Exploring a New Kind of Higher Education with Chinese Characteristics
American Journal of Economics and Sociology
Published online on April 25, 2017
Abstract
The future of China's system of higher education will depend on which aspects of its past are most highly valued. This article explores the history of higher education in China from its ancient academies to the modern Western‐influenced university. Although the May Fourth Movement of 1919 recommended the complete elimination of traditional elements in Chinese culture, the past century has revealed problems with the wholesale embrace of Western institutions. Modern higher education, based first on European models and later on American colleges and universities, has been a major part of the transformation of China in the past century.
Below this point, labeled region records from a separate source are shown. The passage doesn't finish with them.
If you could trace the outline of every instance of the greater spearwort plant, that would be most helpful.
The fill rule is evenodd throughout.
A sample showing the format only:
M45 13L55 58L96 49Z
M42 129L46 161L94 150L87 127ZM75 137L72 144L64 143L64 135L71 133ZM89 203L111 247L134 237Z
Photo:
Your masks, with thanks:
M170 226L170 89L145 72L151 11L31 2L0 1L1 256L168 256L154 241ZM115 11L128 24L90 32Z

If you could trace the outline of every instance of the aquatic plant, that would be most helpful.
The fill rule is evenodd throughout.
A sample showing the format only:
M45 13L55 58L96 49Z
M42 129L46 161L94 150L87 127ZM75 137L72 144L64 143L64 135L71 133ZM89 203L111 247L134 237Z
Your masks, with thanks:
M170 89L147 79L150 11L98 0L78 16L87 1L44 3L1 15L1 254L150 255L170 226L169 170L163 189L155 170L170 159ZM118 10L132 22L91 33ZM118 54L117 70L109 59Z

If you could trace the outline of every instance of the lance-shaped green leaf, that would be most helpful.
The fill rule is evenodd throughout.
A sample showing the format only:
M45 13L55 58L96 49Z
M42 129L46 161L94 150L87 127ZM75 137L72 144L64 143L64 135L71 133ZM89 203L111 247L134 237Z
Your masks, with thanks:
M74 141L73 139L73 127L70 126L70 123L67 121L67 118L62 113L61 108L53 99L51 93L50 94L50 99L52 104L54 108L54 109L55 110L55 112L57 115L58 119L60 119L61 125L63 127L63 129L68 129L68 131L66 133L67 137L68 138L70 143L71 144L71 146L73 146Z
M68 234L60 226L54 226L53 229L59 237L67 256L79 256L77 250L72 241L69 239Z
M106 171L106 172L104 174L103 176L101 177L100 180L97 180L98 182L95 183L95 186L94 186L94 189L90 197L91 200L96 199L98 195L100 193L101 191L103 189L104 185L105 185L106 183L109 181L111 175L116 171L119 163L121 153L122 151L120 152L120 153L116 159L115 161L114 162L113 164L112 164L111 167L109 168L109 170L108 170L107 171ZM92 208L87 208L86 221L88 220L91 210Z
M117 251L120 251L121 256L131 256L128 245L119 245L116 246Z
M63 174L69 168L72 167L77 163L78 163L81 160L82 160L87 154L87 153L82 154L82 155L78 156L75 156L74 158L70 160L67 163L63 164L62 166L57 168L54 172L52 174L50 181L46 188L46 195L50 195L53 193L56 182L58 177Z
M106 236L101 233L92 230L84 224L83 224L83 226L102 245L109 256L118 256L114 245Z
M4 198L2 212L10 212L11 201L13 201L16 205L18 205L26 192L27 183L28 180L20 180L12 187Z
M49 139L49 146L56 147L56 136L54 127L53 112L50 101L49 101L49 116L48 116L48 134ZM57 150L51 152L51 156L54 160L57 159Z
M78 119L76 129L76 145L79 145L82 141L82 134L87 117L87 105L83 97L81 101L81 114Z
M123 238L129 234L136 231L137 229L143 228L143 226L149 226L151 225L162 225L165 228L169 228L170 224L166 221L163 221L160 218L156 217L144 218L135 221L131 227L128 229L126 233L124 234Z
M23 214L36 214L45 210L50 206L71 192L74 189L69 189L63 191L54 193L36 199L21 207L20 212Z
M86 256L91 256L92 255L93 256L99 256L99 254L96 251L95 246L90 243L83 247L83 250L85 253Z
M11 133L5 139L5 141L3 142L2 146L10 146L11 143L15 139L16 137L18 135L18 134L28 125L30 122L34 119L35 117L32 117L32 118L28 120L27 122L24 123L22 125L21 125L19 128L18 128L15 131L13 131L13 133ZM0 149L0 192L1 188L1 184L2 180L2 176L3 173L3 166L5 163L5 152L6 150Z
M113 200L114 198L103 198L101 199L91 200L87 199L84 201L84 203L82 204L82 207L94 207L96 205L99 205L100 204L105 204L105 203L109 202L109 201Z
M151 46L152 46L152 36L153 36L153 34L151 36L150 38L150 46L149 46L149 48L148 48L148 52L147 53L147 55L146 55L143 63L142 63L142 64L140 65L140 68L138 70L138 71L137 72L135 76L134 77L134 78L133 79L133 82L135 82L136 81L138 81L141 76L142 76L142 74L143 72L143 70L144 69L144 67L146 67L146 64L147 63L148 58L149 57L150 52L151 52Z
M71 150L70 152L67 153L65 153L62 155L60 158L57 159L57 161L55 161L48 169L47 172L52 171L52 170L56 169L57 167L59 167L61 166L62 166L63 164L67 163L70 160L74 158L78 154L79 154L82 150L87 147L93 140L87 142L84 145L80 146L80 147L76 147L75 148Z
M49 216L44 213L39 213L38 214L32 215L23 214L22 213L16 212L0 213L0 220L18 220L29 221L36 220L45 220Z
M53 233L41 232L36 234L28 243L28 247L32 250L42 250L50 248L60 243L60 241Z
But cracks have appeared in the façade. The balance between tradition and innovation has been lost, students are being produced by universities like products of a factory assembly line, and college graduates often remain unemployed or underemployed for years after completing a degree. To remedy this condition, a number of reformers in China are looking to the past for answers. The article discusses both official and private experiments with “organic” educational programs that aim at creating well‐rounded persons, not merely students crammed with facts. A number of these new programs combine physical work with academic study as a reminder that life is a balance between mental and physical factors. More generally, the reform of modern education reclaims elements of the Chinese tradition that have been neglected, elements that recognize that education should ultimately aim at cultivating wisdom and not merely at accumulating knowledge.